On 5th day of Christmas … I listened to A Legendary Christmas by John Legend

(image via YouTube)

There is a lush musicality to pretty much everything that John Legend creates and performs.

It comes from an innate understanding of the smoothness and richness of his music, a sense of how it and his voice work together, all of it coming perfectly together to lend his songs an intoxicatingly-sublime listenability.

So it will come as no surprise at all that he brings  this soulfulness to his first Christmas album, rather playfully titled A Legendary Christmas, an album of classics and originals that sounds exactly how you would a festive collection of songs to sound but still distinctly and refreshingly John Legend-ish.

That is really the genius of this album – it sounds like the kind of Christmas album that warms the soul, that renews that seasonal sense that everything is right, deeply right, with the world and yet it never once recalls any other artist.

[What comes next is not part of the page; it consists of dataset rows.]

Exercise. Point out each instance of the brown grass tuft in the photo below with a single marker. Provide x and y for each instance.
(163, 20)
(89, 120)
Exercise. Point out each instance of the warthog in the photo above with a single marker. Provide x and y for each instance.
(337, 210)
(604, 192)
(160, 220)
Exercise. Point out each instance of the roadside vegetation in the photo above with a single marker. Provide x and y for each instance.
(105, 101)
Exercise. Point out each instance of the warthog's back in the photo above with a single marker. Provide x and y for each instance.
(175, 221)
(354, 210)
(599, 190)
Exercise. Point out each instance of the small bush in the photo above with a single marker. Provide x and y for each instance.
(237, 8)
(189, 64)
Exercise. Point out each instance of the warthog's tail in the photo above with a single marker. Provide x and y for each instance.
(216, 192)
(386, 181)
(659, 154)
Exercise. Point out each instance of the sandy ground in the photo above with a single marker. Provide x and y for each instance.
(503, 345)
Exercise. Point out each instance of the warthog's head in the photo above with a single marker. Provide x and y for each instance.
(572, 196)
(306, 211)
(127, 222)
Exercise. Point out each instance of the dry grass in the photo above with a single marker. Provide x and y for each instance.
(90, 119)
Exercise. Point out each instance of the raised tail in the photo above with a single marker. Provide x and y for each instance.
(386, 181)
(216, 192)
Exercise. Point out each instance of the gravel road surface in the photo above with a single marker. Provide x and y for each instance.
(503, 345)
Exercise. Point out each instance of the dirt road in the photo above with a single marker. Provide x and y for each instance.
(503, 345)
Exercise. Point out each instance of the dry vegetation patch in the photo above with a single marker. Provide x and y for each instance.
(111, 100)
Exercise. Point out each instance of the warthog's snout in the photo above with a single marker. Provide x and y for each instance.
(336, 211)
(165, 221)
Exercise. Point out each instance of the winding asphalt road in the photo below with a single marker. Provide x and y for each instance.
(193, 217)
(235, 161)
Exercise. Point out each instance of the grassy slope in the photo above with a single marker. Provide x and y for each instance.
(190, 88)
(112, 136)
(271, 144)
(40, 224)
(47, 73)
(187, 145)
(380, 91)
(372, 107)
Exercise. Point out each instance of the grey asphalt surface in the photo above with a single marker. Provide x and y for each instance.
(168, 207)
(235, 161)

From opening track “What Christmas Means to Me”, which features the incomparable Stevie Wonder through to closing number “Merry Merry Christmas”, there is this delightful sense that you are kicking back at the artist’s home, enjoying the company of new family and friends and glorying in exactly how Christmas should feel and sound.

He doesn’t always land it – songs like “Waiting for Christmas” and “Wrap Me Up in Your Love” sound mournful and off-kilter sensual respectively – but when he does, and it’s much of the time, the effect is transportively festive.

Take the aforementioned opening track.

It has a Sinatra-esque do-wop feel to it that will have you up and dancing like a foot-tapping elf in no time flat; as Christmas-decorating tree music goes, it’s hard to beat.

Similarly, “Silver Bells, which is traditionally a little more sedate, is amped up just enough so it glides, smoothly and luminously-lovely beauty, right on your festive soundtrack.

Even when things relax a little in “Have Yourself a Merry Little Christmas” , featuring the superlatively evocative vocals of Esperanza Spalding, the immersive feeling that you are in an idealised version of Christmas is happily unshaken.

This is the kind of music that makes quiet nights of decorating, laughing with friends and yes even hot summer celebrations like we have here in Australia feel like the Christmas of your dreams.

One of the elusive elements of the season is often knowing in your heart how you want everything to feel but never quite managing to create that deliciously illusory sense of a world removed from the beige work-a-day reality of life.

A Legendary Christmas does that for you in three tracks flat, and mostly keeps it up through gorgeous tracks like “No Place Like Home”, which speaks to one of the most treasured parts of the season, and “Bring Me Love” which kicks things up a gear with a Mariah-plea for a loved one to make Christmas feel extra special.

That last song actually speaks to the overall theme of the album which is repeated again and again to warmhearted, spine-tingling effect – the idea that you can have all the accessories of Christmas lined and ready to go but you need the people you love close by to make it feel something worth truly celebrating.

There’s a bluesy intimacy to many of the songs that musically reaffirms this theme, a closeness of vocals and melody that comes through in songs both upbeat and relaxed.

You are reminded again and again that while presents are lovely, mince pies are yummy and and the tree in the corner is a splash of spirit-lifting colour, you need people to really make it come alive.

So have a “Merry, Merry Christmas” everyone and remember that things will only really pop when this album is playing but even more importantly when you know that “Christmas just ain’t Christmas without the ones you love.”